International Conference on Mathematical Modeling in Industry
ICMMI 2011, November 30-December 3, Sao Paolo, Bresil

Invited talk
Title: Sparsity enforcing prior models and Bayesian approach for signal and image reconstruction Abstract: In this talk, we propose different prior modelling for signals and images which can be used in a Bayesian inference approach in many inverse problems in signal and image processing. The sparsity may be directly on the original space or in a transformed space. Here we consider it directly on the original space (impulsive signals). Between the possible models, we focus on some of them which are either heavy tailed (Generalized Gaussian, Student-t or Cauchy) or mixture models (Mixture of Gaussians, Bernouilli-Gaussian, Bernouilli-Gamma,..).
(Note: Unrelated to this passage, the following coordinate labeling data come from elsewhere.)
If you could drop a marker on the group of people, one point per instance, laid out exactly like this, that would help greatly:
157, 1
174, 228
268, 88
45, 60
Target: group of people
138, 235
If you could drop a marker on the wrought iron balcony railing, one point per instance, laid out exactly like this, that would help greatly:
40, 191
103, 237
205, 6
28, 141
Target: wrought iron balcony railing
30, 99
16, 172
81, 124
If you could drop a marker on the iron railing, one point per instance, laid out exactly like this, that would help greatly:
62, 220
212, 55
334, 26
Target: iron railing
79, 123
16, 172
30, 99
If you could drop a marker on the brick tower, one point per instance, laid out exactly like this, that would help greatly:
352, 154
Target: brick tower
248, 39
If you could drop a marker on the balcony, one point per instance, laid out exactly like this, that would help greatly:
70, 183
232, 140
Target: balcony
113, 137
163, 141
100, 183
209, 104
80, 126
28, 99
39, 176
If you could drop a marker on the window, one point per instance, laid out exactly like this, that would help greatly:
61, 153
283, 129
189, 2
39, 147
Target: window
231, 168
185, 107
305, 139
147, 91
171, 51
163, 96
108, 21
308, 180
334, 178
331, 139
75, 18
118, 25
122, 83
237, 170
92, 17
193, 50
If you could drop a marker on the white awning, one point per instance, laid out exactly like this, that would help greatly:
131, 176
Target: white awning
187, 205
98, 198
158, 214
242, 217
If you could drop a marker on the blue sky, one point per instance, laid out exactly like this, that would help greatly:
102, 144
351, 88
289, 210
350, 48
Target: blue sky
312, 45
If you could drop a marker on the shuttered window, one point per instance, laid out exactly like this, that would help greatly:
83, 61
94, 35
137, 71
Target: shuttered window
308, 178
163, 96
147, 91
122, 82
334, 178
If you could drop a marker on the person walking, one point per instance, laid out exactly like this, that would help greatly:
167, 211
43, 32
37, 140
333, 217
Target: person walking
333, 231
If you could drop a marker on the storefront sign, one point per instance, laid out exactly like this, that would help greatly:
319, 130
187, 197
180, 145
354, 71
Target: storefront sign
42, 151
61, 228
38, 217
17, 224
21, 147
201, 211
Depending on the prior model selected, the Bayesian computations (optimization for the Joint Maximum A Posteriori (MAP) estimate or MCMC or Variational Bayes Approximations (VBA) for Posterior Means (PM) or complete density estimation) may become more complex. We propose these models, discuss on different possible Bayesian estimators, describe the corresponding appropriate algorithms, and discuss on their corresponding relative complexities and performances. We show the results of the proposed methods on some applications such as Signal deconvolution, Image restoration and Computed Tomography.